Menurut bahasa, ijtihad berarti "pengerahan segala kemampuan untuk mengerjakan sesuatu yang sulit." Atas dasar ini maka tidak tepat apabila kata "ijtihad" dipergunakan untuk melakukan sesuatu yang mudah/ringan.
Pengertian ijtihad menurut bahasa ini ada keterkaitannya dengan pengertian ijtihad menurut istilah, dimana untuk melakukannya diperlukan beberapa persyaratan yang karenanya tidak mungkin pekerjaan itu (ijtihad) dilakukan sembarangan orang.

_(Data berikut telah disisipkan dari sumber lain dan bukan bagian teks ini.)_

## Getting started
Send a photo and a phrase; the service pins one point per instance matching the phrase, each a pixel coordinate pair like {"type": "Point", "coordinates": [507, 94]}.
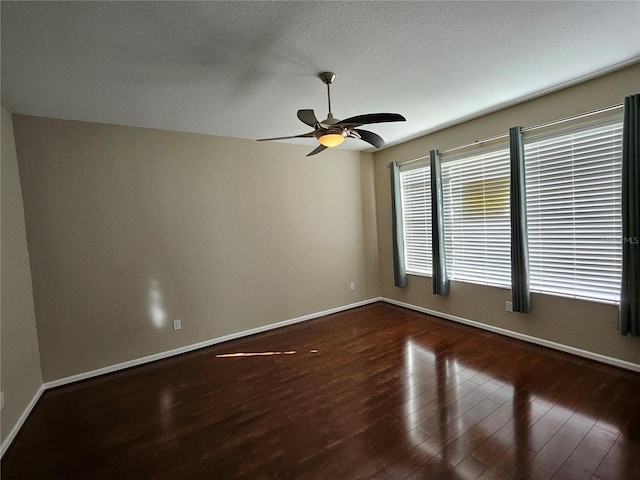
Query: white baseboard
{"type": "Point", "coordinates": [521, 336]}
{"type": "Point", "coordinates": [18, 425]}
{"type": "Point", "coordinates": [159, 356]}
{"type": "Point", "coordinates": [170, 353]}
{"type": "Point", "coordinates": [207, 343]}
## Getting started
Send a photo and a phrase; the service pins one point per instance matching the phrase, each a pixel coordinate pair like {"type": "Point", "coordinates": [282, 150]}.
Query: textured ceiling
{"type": "Point", "coordinates": [243, 69]}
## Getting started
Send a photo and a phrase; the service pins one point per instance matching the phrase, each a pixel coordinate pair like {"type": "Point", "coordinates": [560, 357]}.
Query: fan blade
{"type": "Point", "coordinates": [367, 136]}
{"type": "Point", "coordinates": [370, 118]}
{"type": "Point", "coordinates": [304, 135]}
{"type": "Point", "coordinates": [308, 117]}
{"type": "Point", "coordinates": [317, 150]}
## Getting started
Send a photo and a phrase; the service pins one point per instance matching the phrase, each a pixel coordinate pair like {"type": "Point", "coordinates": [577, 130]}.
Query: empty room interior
{"type": "Point", "coordinates": [427, 266]}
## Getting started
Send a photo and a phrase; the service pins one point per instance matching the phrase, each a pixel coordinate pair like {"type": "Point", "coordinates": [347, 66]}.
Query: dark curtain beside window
{"type": "Point", "coordinates": [629, 321]}
{"type": "Point", "coordinates": [399, 269]}
{"type": "Point", "coordinates": [520, 297]}
{"type": "Point", "coordinates": [439, 280]}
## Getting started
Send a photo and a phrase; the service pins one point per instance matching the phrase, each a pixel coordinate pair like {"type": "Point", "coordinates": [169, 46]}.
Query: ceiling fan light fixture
{"type": "Point", "coordinates": [331, 139]}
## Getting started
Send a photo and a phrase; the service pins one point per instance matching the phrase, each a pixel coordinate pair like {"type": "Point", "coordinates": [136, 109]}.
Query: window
{"type": "Point", "coordinates": [415, 190]}
{"type": "Point", "coordinates": [574, 211]}
{"type": "Point", "coordinates": [477, 227]}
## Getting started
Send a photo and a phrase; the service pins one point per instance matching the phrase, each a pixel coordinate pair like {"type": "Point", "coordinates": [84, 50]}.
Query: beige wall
{"type": "Point", "coordinates": [131, 228]}
{"type": "Point", "coordinates": [20, 376]}
{"type": "Point", "coordinates": [579, 324]}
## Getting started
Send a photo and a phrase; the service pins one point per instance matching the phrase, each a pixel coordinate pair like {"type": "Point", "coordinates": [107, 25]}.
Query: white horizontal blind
{"type": "Point", "coordinates": [574, 211]}
{"type": "Point", "coordinates": [415, 188]}
{"type": "Point", "coordinates": [477, 228]}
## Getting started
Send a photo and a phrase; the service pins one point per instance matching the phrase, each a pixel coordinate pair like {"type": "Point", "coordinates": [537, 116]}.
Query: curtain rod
{"type": "Point", "coordinates": [527, 129]}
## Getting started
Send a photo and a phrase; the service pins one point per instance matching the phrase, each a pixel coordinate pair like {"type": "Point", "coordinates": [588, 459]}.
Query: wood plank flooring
{"type": "Point", "coordinates": [378, 392]}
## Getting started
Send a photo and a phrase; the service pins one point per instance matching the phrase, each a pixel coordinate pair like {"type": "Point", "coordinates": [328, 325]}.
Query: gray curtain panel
{"type": "Point", "coordinates": [520, 296]}
{"type": "Point", "coordinates": [439, 280]}
{"type": "Point", "coordinates": [399, 269]}
{"type": "Point", "coordinates": [629, 321]}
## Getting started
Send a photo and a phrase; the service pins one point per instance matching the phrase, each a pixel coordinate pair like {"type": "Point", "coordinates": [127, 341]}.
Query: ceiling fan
{"type": "Point", "coordinates": [331, 131]}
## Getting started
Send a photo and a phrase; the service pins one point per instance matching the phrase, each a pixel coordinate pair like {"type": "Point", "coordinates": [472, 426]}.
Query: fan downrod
{"type": "Point", "coordinates": [327, 77]}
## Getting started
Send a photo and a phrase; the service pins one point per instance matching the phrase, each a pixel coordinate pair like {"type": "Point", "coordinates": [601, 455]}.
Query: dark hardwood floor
{"type": "Point", "coordinates": [378, 392]}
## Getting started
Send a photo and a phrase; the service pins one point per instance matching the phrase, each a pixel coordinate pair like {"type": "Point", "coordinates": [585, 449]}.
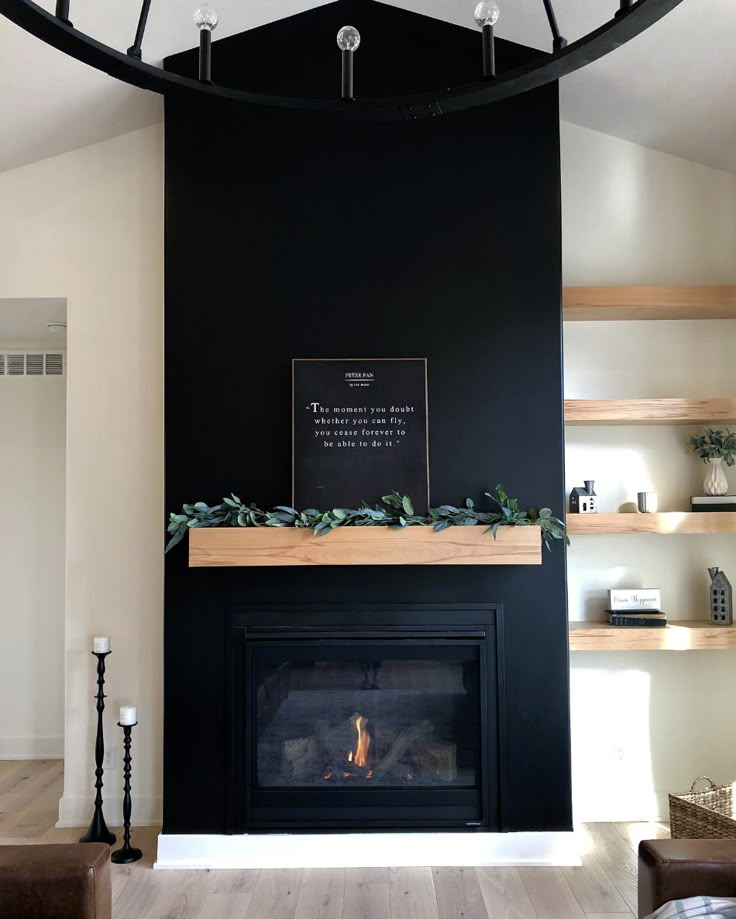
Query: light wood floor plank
{"type": "Point", "coordinates": [225, 906]}
{"type": "Point", "coordinates": [366, 894]}
{"type": "Point", "coordinates": [275, 894]}
{"type": "Point", "coordinates": [412, 893]}
{"type": "Point", "coordinates": [616, 857]}
{"type": "Point", "coordinates": [321, 894]}
{"type": "Point", "coordinates": [504, 894]}
{"type": "Point", "coordinates": [233, 881]}
{"type": "Point", "coordinates": [179, 895]}
{"type": "Point", "coordinates": [626, 915]}
{"type": "Point", "coordinates": [593, 889]}
{"type": "Point", "coordinates": [550, 894]}
{"type": "Point", "coordinates": [458, 894]}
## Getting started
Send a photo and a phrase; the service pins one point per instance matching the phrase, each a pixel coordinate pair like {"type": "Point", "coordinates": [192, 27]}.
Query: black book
{"type": "Point", "coordinates": [637, 614]}
{"type": "Point", "coordinates": [636, 622]}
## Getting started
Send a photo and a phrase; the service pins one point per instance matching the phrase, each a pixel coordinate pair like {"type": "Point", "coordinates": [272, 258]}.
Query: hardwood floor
{"type": "Point", "coordinates": [603, 888]}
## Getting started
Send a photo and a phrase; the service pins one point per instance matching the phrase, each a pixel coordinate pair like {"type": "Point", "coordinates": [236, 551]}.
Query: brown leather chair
{"type": "Point", "coordinates": [672, 869]}
{"type": "Point", "coordinates": [55, 882]}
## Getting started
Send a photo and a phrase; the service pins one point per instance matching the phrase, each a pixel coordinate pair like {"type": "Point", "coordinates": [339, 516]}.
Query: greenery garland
{"type": "Point", "coordinates": [397, 512]}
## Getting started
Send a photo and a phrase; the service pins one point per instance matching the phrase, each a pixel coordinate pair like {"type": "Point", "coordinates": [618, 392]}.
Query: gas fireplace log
{"type": "Point", "coordinates": [350, 769]}
{"type": "Point", "coordinates": [405, 740]}
{"type": "Point", "coordinates": [435, 759]}
{"type": "Point", "coordinates": [302, 758]}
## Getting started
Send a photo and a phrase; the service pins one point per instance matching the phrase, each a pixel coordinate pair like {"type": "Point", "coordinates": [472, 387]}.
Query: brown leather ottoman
{"type": "Point", "coordinates": [671, 869]}
{"type": "Point", "coordinates": [55, 882]}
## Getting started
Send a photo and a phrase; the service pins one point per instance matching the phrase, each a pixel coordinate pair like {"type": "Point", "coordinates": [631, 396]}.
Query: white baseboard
{"type": "Point", "coordinates": [655, 808]}
{"type": "Point", "coordinates": [366, 850]}
{"type": "Point", "coordinates": [76, 810]}
{"type": "Point", "coordinates": [50, 747]}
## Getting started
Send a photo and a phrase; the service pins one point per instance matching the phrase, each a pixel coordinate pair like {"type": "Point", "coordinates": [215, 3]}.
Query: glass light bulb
{"type": "Point", "coordinates": [486, 13]}
{"type": "Point", "coordinates": [206, 18]}
{"type": "Point", "coordinates": [348, 38]}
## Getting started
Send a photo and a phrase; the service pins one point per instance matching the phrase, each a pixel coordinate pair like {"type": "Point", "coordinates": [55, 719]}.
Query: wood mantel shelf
{"type": "Point", "coordinates": [648, 411]}
{"type": "Point", "coordinates": [269, 546]}
{"type": "Point", "coordinates": [679, 635]}
{"type": "Point", "coordinates": [670, 523]}
{"type": "Point", "coordinates": [627, 303]}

Dan di sisi lain ada pengertian ijthad yang telah digunakan para sahabat Nabi. Mereka memberikan batasan bahwa ijtihad adalah "penelitian dan pemikiran untuk mendapatkan sesuatu yang terdekat pada Kitab-u 'l-Lah dan Sunnah Rasul, baik yang terdekat itu diperoleh dari nash -yang terkenal dengan
qiyas (ma'qul nash), atau yang terdekat itu diperoleh dari maksud dan tujuan umum dari hikmah syari'ah- yang terkenal dengan "mashlahat."
Dalam kaitan pengertan ijtihad menurut istilah, ada dua kelompok ahli ushul flqh (ushuliyyin) -kelompok mayoritas dan kelompok minoritas- yang mengemukakan rumusan definisi. Yaitu Ushul ala Syfi,iyyah yg mana pengikut Madlhab lain juga mengikuti kaidah ushulnya dalam batas tertentu. Dan yg minoritas adalah Kaidah Ushul yg tidak terbukukan oleh ‘Ulama sebelum munculnya Ushul Syafi,iyyah.

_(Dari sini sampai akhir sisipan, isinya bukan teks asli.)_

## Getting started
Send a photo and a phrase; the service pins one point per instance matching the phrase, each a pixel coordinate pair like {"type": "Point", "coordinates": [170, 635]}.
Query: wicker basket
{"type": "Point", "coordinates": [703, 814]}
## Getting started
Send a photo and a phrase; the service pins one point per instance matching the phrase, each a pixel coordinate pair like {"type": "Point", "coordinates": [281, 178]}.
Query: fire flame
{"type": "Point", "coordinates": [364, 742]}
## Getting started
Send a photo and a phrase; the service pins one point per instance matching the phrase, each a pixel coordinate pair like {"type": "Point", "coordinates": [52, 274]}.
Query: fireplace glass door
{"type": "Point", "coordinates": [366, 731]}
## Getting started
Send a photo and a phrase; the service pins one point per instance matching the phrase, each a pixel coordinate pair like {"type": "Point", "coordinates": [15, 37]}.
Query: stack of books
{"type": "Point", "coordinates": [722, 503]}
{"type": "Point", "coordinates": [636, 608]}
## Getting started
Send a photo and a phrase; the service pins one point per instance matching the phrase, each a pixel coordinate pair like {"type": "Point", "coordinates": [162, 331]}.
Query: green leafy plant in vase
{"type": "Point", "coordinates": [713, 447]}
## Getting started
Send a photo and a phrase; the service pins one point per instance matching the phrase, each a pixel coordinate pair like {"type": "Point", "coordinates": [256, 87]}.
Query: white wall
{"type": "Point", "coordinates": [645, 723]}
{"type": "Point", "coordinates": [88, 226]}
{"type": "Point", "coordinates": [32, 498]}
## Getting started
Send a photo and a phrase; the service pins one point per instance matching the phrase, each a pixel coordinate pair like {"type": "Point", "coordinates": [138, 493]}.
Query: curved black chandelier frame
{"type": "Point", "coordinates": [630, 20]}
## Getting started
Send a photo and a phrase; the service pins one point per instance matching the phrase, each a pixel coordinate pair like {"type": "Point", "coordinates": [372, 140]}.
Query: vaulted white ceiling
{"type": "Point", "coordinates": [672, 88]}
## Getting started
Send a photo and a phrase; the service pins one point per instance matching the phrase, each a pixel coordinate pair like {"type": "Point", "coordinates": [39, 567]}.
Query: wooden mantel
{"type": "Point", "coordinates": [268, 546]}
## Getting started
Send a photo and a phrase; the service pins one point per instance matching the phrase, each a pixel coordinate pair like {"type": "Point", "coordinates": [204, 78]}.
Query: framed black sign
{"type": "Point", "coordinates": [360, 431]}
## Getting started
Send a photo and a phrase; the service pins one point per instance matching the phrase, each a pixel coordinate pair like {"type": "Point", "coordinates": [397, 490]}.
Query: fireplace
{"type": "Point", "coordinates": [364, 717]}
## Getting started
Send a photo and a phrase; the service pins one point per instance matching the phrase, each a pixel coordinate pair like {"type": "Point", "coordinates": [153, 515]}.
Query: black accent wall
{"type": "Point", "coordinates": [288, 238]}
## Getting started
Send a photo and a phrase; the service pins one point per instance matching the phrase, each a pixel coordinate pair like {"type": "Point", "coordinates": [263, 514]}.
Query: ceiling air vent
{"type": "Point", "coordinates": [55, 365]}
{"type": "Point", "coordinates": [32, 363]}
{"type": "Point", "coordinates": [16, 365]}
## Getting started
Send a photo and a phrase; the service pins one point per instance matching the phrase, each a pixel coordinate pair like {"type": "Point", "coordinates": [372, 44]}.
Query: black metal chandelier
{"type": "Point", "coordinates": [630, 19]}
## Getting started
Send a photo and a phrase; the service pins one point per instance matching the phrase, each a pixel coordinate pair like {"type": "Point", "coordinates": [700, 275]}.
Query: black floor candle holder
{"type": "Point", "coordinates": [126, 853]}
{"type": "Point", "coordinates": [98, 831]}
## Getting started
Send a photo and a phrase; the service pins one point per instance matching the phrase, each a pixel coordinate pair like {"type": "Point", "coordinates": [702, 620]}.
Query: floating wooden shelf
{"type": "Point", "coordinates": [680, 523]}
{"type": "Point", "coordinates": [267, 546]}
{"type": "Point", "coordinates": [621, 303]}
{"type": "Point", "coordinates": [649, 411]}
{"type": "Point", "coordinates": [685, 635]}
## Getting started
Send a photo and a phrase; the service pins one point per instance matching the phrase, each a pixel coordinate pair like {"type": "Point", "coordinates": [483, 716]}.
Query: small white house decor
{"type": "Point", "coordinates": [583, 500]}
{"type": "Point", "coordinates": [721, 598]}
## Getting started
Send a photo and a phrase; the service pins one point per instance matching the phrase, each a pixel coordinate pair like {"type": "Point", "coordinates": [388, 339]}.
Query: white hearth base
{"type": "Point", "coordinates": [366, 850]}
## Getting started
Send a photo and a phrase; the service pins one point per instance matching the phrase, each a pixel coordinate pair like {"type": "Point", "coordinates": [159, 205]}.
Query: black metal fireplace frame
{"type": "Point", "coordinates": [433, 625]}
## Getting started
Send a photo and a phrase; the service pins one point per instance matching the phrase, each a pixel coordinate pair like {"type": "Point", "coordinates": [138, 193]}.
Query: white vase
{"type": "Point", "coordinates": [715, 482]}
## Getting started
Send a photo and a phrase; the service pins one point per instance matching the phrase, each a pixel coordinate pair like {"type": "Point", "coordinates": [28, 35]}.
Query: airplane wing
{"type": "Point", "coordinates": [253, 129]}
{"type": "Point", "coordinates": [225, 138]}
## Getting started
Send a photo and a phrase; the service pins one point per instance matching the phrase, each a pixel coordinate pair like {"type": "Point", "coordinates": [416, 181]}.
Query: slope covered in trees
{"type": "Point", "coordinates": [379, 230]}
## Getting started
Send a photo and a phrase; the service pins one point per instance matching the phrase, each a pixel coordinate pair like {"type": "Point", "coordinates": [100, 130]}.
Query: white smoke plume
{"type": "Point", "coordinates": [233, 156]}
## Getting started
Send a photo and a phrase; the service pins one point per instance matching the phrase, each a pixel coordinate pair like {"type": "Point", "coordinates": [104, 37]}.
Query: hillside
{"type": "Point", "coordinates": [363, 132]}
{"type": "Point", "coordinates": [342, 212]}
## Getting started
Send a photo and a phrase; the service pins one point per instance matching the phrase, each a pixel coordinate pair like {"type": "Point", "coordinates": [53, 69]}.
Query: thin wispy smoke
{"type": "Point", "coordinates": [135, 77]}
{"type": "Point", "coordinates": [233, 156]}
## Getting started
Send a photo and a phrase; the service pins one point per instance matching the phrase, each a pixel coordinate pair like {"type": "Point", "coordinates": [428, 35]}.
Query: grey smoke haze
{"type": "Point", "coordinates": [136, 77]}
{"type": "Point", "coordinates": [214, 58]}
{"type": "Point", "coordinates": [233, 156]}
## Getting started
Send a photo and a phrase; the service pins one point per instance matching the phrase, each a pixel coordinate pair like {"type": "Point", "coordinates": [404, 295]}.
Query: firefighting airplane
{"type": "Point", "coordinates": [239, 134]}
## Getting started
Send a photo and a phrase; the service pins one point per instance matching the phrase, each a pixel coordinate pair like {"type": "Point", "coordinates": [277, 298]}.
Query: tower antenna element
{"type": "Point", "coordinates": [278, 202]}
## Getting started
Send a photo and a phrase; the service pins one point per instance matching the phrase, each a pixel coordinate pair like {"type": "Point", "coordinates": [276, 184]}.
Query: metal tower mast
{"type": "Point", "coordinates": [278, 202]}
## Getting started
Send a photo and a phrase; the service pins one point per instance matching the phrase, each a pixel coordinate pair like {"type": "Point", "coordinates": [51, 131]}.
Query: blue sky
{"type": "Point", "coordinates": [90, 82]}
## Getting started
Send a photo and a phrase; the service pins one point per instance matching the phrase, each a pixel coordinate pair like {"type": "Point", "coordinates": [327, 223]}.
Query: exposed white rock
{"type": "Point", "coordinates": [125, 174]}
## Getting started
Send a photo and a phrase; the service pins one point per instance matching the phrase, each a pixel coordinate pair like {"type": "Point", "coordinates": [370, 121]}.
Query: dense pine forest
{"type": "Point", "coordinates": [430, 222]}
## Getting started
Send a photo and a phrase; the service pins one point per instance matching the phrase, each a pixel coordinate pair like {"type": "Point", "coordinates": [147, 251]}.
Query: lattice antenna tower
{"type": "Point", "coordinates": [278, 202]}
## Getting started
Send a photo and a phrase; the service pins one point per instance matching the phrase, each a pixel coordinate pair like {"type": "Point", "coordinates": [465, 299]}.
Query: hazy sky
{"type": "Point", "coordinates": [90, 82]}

Menurut mereka, ijtihad adalah pengerahan segenap kesanggupan dari seorang ahli fiqih atau mujtahid untuk memperoleh pengertian tingkat dhann terhadap suatu hukum syara' (hukum Islam).
Dari definisi tersebut dapat ditarik beberapa kesimpulan sebagai berikut:
1. Pelaku ijtihad adalah seorang ahli fiqih/hukum Islam (faqih), bukan yang lain.

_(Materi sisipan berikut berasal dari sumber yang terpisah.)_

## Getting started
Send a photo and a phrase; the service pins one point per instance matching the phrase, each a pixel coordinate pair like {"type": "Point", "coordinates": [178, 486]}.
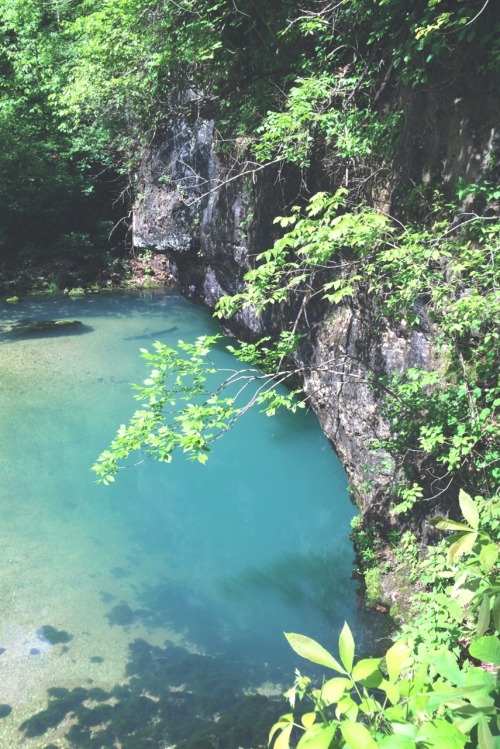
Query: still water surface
{"type": "Point", "coordinates": [133, 614]}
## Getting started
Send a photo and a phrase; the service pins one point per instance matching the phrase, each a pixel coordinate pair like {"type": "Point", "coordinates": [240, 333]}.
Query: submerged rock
{"type": "Point", "coordinates": [46, 328]}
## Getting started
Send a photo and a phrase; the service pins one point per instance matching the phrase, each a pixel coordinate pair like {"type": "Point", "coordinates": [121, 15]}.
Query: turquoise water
{"type": "Point", "coordinates": [163, 597]}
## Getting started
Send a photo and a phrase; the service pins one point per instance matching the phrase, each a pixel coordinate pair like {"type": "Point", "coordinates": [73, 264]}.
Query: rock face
{"type": "Point", "coordinates": [211, 235]}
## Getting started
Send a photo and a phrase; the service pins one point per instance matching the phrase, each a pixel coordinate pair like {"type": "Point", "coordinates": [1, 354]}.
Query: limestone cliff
{"type": "Point", "coordinates": [211, 224]}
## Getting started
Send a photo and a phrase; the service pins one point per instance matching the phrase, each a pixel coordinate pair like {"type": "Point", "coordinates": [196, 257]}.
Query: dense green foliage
{"type": "Point", "coordinates": [86, 85]}
{"type": "Point", "coordinates": [424, 691]}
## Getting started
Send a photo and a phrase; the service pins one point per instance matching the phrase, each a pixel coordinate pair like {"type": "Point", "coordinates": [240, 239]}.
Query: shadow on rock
{"type": "Point", "coordinates": [173, 696]}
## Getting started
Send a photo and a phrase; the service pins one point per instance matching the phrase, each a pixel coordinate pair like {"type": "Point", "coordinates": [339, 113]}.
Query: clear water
{"type": "Point", "coordinates": [165, 596]}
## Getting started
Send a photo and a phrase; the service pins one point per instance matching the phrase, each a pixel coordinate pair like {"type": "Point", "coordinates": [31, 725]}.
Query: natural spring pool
{"type": "Point", "coordinates": [150, 613]}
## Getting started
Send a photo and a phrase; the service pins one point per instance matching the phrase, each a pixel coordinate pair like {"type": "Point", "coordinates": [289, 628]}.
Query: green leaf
{"type": "Point", "coordinates": [318, 737]}
{"type": "Point", "coordinates": [346, 647]}
{"type": "Point", "coordinates": [308, 719]}
{"type": "Point", "coordinates": [446, 665]}
{"type": "Point", "coordinates": [283, 740]}
{"type": "Point", "coordinates": [357, 736]}
{"type": "Point", "coordinates": [397, 741]}
{"type": "Point", "coordinates": [486, 649]}
{"type": "Point", "coordinates": [496, 612]}
{"type": "Point", "coordinates": [469, 509]}
{"type": "Point", "coordinates": [439, 734]}
{"type": "Point", "coordinates": [333, 689]}
{"type": "Point", "coordinates": [367, 672]}
{"type": "Point", "coordinates": [483, 618]}
{"type": "Point", "coordinates": [282, 723]}
{"type": "Point", "coordinates": [488, 556]}
{"type": "Point", "coordinates": [484, 734]}
{"type": "Point", "coordinates": [462, 546]}
{"type": "Point", "coordinates": [395, 658]}
{"type": "Point", "coordinates": [392, 691]}
{"type": "Point", "coordinates": [444, 524]}
{"type": "Point", "coordinates": [313, 651]}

2. Yang ingin dicapai oleh ijtihad adalah hukum syar'i, yaitu hukum Islam yang berhubungan dengan tingkah laku dan perbuatan orang-orang dewasa, bukan hukum i'tiqadi atau hukum khuluqi (Kebudayaan / Tashowwuf).
3. Status hukum syar'i yang dihasilkan oleh ijtihad adalah dhanni.
Jadi apabila kita konsisten dengan definisi ijtihad diatas maka dapat kita tegaskan bahwa ijtihad sepanjang pengertian istilah hanyalah monopoli dunia hukum dan Hukama. Dalam hubungan ini komentator Jam'u 'l-Jawami' (Jalaluddin al-Mahally) menegaskan, "yang dimaksud ijtihad adalah bila dimutlakkan
maka ijtihad itu bidang hukum fiqih/hukum furu'. (Jam'u 'l-Jawami', Juz II, hal. 379).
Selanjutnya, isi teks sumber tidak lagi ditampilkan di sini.